On Wed, 12 May 2010 14:25:26 +0200, Jackie <Jackie@an.on> wrote:
>On 5/12/2010 13:54, John B. Slocomb wrote:
>> On Wed, 12 May 2010 11:05:03 +0200, Jackie<Jackie@an.on> wrote:
>>
>>> 1x SSD sounds more appealing to me than 2+ noisy things that is spinning
>>> at 7200+ RPM. Only thing that bugs me are the prices.

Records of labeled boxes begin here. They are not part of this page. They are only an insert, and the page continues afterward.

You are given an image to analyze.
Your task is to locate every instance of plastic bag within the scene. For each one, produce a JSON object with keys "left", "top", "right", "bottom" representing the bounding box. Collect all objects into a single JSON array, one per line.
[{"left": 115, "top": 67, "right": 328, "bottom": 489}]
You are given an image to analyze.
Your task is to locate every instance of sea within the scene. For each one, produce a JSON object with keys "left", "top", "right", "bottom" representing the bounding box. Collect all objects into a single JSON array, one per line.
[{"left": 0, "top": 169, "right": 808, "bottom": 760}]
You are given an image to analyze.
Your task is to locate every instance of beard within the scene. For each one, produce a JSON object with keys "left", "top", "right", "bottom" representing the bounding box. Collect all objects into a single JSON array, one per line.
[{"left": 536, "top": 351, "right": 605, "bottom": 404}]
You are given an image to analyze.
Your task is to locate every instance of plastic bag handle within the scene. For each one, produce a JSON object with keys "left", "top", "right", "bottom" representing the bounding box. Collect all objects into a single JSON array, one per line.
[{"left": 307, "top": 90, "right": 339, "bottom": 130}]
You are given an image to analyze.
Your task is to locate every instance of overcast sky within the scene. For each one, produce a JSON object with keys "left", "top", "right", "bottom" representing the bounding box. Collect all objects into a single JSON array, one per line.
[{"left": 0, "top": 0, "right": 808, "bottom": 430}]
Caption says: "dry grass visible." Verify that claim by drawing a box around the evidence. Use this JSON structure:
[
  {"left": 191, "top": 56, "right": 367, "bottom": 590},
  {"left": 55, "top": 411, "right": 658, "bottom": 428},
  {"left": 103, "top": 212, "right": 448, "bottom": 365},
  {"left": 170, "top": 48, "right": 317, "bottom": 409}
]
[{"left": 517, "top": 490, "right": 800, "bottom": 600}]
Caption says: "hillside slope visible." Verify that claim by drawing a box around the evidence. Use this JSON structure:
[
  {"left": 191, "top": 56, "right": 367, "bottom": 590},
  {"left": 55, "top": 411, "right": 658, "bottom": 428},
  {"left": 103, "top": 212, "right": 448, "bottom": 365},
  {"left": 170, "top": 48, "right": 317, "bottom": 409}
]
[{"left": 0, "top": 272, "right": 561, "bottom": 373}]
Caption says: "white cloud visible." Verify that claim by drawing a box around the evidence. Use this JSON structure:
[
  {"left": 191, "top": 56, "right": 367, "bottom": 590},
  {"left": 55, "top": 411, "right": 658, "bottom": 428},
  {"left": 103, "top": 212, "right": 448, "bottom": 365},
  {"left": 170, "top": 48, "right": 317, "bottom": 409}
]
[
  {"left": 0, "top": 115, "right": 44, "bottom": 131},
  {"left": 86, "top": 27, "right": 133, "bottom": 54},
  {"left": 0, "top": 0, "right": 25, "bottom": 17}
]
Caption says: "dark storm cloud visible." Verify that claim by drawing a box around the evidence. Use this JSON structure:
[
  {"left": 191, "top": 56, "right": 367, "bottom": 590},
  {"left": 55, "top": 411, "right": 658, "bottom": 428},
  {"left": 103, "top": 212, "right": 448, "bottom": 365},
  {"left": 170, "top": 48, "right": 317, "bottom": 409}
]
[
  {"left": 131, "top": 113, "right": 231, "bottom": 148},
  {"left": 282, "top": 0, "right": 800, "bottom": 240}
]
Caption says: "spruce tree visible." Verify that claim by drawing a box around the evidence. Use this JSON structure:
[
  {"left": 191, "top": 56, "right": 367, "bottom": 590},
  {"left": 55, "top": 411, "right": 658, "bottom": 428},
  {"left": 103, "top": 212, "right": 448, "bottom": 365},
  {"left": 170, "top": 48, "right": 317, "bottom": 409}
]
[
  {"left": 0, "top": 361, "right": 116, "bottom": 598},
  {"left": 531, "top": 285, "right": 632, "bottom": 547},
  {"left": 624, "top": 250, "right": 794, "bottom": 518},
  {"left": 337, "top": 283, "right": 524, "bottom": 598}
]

>>> SSD in RAID sounds very delicious. There's this huge price gap between
>>> around 100-200+ GB however, that takes quite some dedication.
>>
>> I looked up an article on Tom's
>> http://www.tomshardware.com/reviews/windows-ssd-performance,2518-5.html
>>
>> Sort of interesting and certainly evidence that all SSDs are not
>> created equal
>>
>> John B. Slocomb
>> (johnbslocombatgmaildotcom)
>
>Oh sure, of course. Same with regular HDDs (and anything else) though
>but the technology is very mature and everyone should have had their
>time to perfect their products by now.
>It is quite embarrassing when certain SSDs are on par with or actually
>worse than HDDs in some cases.
>Well, but I guess they do so to lower costs and you get to choose the
>right SSD for you, based on how you use your computer. I would just want
>the best or near-best though. Just the price bugs me when you get to
>200+ GB.
Probably the cheapest way, at the moment, would be to use a RAID for
data storage and a SSD as a "fast disk" containing application code
and a cache. Write data to the cache and use a daemon running in the
background to write cache data to RAID during low CPU usage periods.
It might also be possible to use some sort of memory cache, write that
cache out to SSD cache. It might let an application run full bore
without waiting on write-to-disk at all.